High blood pressure – hypertension

Increased blood pressure, hypertension, affects one third of the population worldwide. The European definition of hypertension is systolic blood pressure above 140 mmHg or diastolic blood pressure above 90 mmHg. An increase in systolic or diastolic blood pressure puts stress on the cardiovascular and renal system which increases the risk of cardiovascular and renal complications such as stroke, coronary heart disease, heart failure, and renal failure. In this project, we use mathematical models to increase the understanding of different aspects of hypertension – from detailed lumped parameter models of blood flow and blood pressure during one heartbeat to more simple models of long-term blood pressure changes over several years. The detailed lumped parameter models of the heart and cardiovascular system can differentiate between the subject-specific beat-to-beat regulation of blood pressure in patients with and without hypertension. More simple long-term models can accurately predict increase in blood pressure due to aging.


Figure 1. Systolic and diastolic blood pressure changes due to aging (top) and blood pressure lowering drugs (bottom).

Apart from understanding the cardiovascular mechanisms of hypertension, it is important to understand the mechanisms of lowering blood pressure. Lowering the blood pressure in hypertension is crucial to reduce morbidity and mortality. To lower blood pressure, there is a large range of anti-hypertensive drugs along with lifestyle advice for the health professionals to choose from, acting on different parts of the cardiovascular system. Despite this increasing number of treatment options together with increased knowledge of the mechanisms of hypertension, the proportion of controlled hypertension is only around 20% and a trial- and error approach is used when initiating a blood-pressure lowering treatment. To better understand the patient-specific effects of anti-hypertensive drugs, we want to further develop our cardiovascular models to include drug effects. We have developed a few initial models that accurately can describe the blood pressure decrease due to anti-hypertensive drugs both on a simple long-term scale and the more detailed effect son the renin-angiotensin system over a few weeks.
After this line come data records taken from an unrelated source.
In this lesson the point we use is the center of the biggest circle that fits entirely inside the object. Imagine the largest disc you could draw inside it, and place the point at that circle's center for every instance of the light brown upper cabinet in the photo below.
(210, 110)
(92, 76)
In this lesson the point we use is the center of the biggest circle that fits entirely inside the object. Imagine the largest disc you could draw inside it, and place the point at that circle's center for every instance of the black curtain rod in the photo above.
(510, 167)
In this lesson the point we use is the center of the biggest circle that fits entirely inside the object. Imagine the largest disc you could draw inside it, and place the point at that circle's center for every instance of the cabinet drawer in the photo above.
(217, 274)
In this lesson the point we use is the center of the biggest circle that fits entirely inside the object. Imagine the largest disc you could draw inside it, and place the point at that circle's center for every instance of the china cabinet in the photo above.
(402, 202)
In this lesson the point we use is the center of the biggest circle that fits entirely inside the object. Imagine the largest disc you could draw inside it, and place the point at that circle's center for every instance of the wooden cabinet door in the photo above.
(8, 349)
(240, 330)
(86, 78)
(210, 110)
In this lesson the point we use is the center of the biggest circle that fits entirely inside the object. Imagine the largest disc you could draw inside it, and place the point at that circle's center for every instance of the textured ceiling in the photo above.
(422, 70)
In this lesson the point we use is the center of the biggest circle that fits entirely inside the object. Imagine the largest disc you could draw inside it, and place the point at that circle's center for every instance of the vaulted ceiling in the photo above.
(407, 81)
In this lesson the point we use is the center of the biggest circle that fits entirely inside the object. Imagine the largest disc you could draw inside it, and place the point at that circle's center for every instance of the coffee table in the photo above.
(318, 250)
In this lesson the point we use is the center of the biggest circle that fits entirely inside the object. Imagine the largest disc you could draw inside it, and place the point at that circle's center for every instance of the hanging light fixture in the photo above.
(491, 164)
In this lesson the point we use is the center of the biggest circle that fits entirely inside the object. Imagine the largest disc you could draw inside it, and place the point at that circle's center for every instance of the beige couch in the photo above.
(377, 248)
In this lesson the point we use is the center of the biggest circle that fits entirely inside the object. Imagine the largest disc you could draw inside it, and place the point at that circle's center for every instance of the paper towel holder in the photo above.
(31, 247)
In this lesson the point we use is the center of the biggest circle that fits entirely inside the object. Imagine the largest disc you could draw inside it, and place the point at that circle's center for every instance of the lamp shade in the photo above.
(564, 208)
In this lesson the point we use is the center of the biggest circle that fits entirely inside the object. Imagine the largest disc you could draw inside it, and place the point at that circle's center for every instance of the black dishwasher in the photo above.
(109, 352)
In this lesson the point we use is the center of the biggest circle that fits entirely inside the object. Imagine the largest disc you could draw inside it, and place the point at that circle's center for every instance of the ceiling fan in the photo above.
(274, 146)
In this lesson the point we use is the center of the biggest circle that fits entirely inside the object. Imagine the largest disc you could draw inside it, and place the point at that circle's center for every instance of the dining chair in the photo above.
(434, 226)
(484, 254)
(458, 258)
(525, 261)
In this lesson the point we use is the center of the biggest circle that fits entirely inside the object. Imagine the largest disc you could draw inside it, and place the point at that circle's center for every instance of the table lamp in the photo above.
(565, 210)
The next step is to create detailed models of the patient-specific change in beat-to-beat regulation of blood pressure before and after starting to take anti-hypertensive drugs.


Collaborations

  • Tino Ebbers, professor at Linköping University. Expert in cardiovascular imaging.

  • Carl-Johan Carlhäll, MD and professor at Linköping University. Expert in cardiovascular physiology and imaging.

  • The CMR group at Linköping University.

  • Karin Rådholm, MD, senior associate professor and docent at Linköping University. Expert in cardiovascular and metabolic disease.

  • Magnus Wijkman, MD, adjunct senior lecturer and docent at Linköping University. Expert in cardiovascular disease.


Publications


Stroke

cardiovasculardisease_stroke.jpg

Stroke and other major cardiovascular diseases (MACE) are one of the most common causes of death in our society. The underlying aetiology leading to such events is complex and develops over several years, often without symptoms. To be able to predict the events is therefore as desirable as it is difficult. The disease mechanisms act on different levels, comprising many both physiological and environmental factors, and involving multiple organs, timescales, and control mechanisms. Therefore, we want to develop a multiscale and multilevel approach is needed to fully understand and predict disease progression.